April 19 (Bloomberg) -- The pound strengthened to the highest in more than 19 months against the euro for a second day on speculation the Bank of England will pause its stimulus program next month amid signs the U.K. economy is improving.
Sterling slipped from the strongest level in five months versus the dollar. Minutes of the Bank of England’s latest meeting released yesterday showed officials said inflation may be quicker than previously forecast. The Monetary Policy Committee agreed on April 4-5 to keep its target for so-called quantitative easing at 325 billion pounds ($521 billion). Benchmark 10-year gilts fell for a third day as the U.K. sold index-linked bonds maturing in March 2029 at a negative yield.
“There’s still a bit of a half-life occurring from the Bank of England minutes yesterday,” said Lauren Rosborough, a senior foreign-exchange strategist at Societe Generale SA in London. “It’s taking away the probability of further QE any time soon. I expect sterling to outperform for the next three to four months.”
The pound appreciated 0.1 percent to 81.82 pence per euro at 4:42 p.m. London time after touching 81.62 pence, the strongest level since Aug. 26, 2010. The U.K. currency climbed 0.2 percent to $1.6053. It reached $1.6079, the highest since Nov. 14.
Sterling has risen 1.6 percent in the past month, the second-biggest gain of the 10 developed-nation currencies tracked by Bloomberg Correlation-Weighted Indexes. The yen was the best performer, gaining 2.9 percent, while the dollar rose 0.4 percent.
U.K. reports over the past week showed consumer-price inflation unexpectedly accelerated for the first time in six months in March, and asking prices for U.K. homes increased to a record this month.
The Bank of England minutes showed policy maker Adam Posen ended his push for further stimulus, bringing him in line with the majority of the nine-member Monetary Policy Committee in seeking no change to the asset-purchase target.
The central bank’s position contrasts with the U.S. and Japan where policy makers have indicated they are considering further stimulus. Bank of Japan Governor Masaaki Shirakawa said yesterday that the bank is “committed” to monetary easing, while Federal Reserve Vice Chairman Janet Yellen on April 11 endorsed the Fed’s view that borrowing costs are likely to stay low through 2014.

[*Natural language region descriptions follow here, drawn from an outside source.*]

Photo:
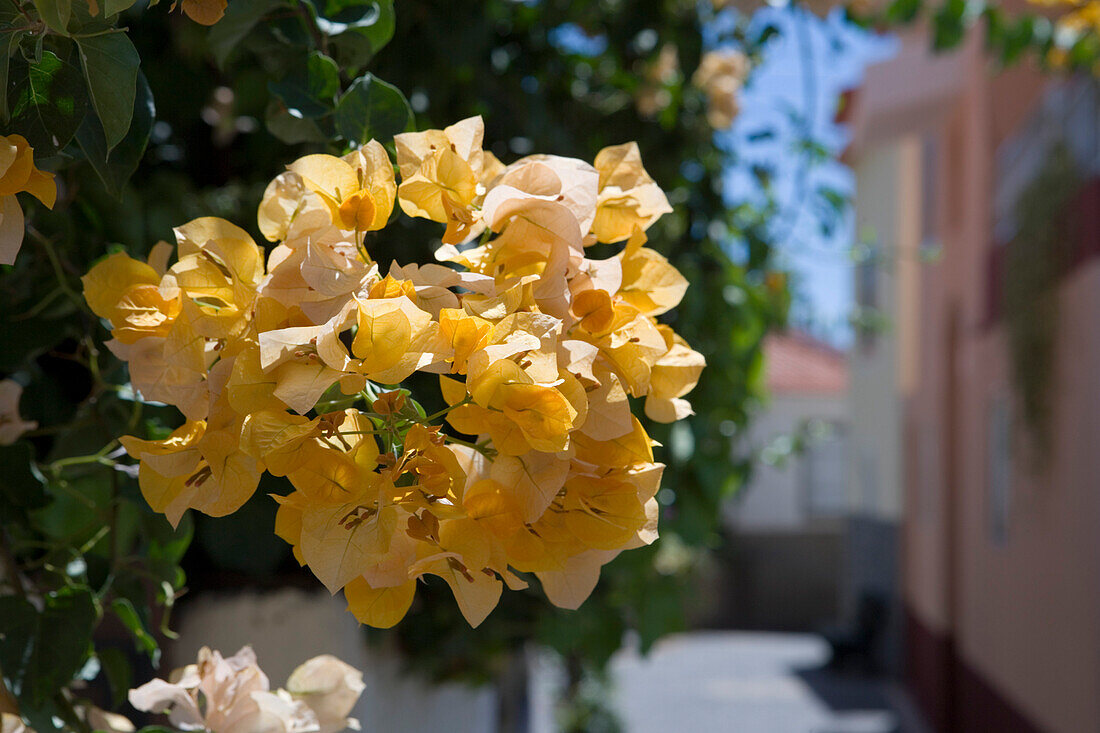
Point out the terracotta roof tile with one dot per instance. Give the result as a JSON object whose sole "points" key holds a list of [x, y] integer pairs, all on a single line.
{"points": [[800, 363]]}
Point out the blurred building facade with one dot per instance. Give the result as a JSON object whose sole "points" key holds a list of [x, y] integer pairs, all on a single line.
{"points": [[783, 561], [998, 522]]}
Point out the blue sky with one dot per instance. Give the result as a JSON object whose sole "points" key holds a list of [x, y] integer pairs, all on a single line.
{"points": [[795, 90]]}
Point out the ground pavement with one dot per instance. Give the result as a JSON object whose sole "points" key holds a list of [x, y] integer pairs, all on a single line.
{"points": [[751, 682]]}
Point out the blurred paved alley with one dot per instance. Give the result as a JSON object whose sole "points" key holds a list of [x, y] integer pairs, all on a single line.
{"points": [[751, 682]]}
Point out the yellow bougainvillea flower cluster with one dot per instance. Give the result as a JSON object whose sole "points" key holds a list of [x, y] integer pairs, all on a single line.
{"points": [[535, 466], [722, 74], [19, 174]]}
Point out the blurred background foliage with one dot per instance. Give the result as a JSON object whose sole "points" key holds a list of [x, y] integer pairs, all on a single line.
{"points": [[151, 120]]}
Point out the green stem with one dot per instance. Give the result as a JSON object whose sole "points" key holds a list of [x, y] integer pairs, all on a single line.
{"points": [[435, 416], [58, 270], [79, 460]]}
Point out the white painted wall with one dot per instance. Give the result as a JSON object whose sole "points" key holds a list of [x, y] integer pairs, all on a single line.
{"points": [[777, 498]]}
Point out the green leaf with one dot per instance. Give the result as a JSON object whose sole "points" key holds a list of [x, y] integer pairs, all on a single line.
{"points": [[50, 106], [901, 12], [55, 13], [309, 93], [20, 481], [114, 167], [40, 653], [289, 128], [117, 669], [19, 622], [110, 66], [241, 15], [124, 610], [112, 7], [355, 43], [372, 108]]}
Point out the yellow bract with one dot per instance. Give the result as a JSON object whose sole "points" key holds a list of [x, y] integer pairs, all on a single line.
{"points": [[282, 367], [19, 174]]}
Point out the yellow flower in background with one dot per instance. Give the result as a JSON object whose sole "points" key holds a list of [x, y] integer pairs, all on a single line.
{"points": [[293, 367], [19, 174], [11, 425], [721, 74], [232, 695]]}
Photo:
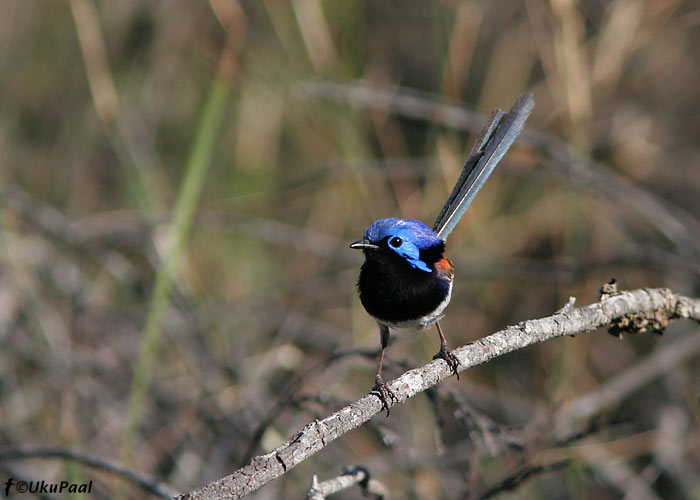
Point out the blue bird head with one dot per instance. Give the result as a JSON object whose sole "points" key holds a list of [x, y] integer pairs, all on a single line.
{"points": [[405, 237]]}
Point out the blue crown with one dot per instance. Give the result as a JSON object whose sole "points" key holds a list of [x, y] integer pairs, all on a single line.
{"points": [[406, 237]]}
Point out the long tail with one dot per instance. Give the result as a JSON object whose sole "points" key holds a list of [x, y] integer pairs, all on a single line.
{"points": [[490, 146]]}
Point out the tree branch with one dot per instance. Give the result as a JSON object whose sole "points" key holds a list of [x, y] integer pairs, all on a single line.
{"points": [[569, 321]]}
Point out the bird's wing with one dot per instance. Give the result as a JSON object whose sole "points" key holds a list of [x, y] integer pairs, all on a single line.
{"points": [[490, 146]]}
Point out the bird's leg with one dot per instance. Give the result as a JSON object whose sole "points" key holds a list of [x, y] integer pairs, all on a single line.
{"points": [[380, 389], [446, 353]]}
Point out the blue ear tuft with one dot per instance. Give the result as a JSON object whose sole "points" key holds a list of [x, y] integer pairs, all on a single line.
{"points": [[419, 264], [414, 235]]}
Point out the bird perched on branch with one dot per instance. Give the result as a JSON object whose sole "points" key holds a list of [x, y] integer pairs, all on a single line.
{"points": [[406, 280]]}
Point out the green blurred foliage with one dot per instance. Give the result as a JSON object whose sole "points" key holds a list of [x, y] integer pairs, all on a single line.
{"points": [[94, 146]]}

The 10-year gilt yield climbed two basis points to 2.16 percent. The 4 percent security due March 2022 fell 0.230, or 2.30 pounds per 1,000-pound face amount to 116.325.
The Debt Management Office sold 1.35 billion pounds of inflation-linked bonds due in March 2029. The securities were auctioned at an average yield of minus 0.045 percent, compared with minus 0.188 percent at the previous sale on Feb. 2.
The Debt Management Office will sell as much as 3 billion pounds of bills tomorrow.
Gilts handed investors a loss of 1.9 percent in the first quarter, the worst start to a year since 1996, according to Bank of America Merrill Lynch indexes. They have returned 0.5 percent this month.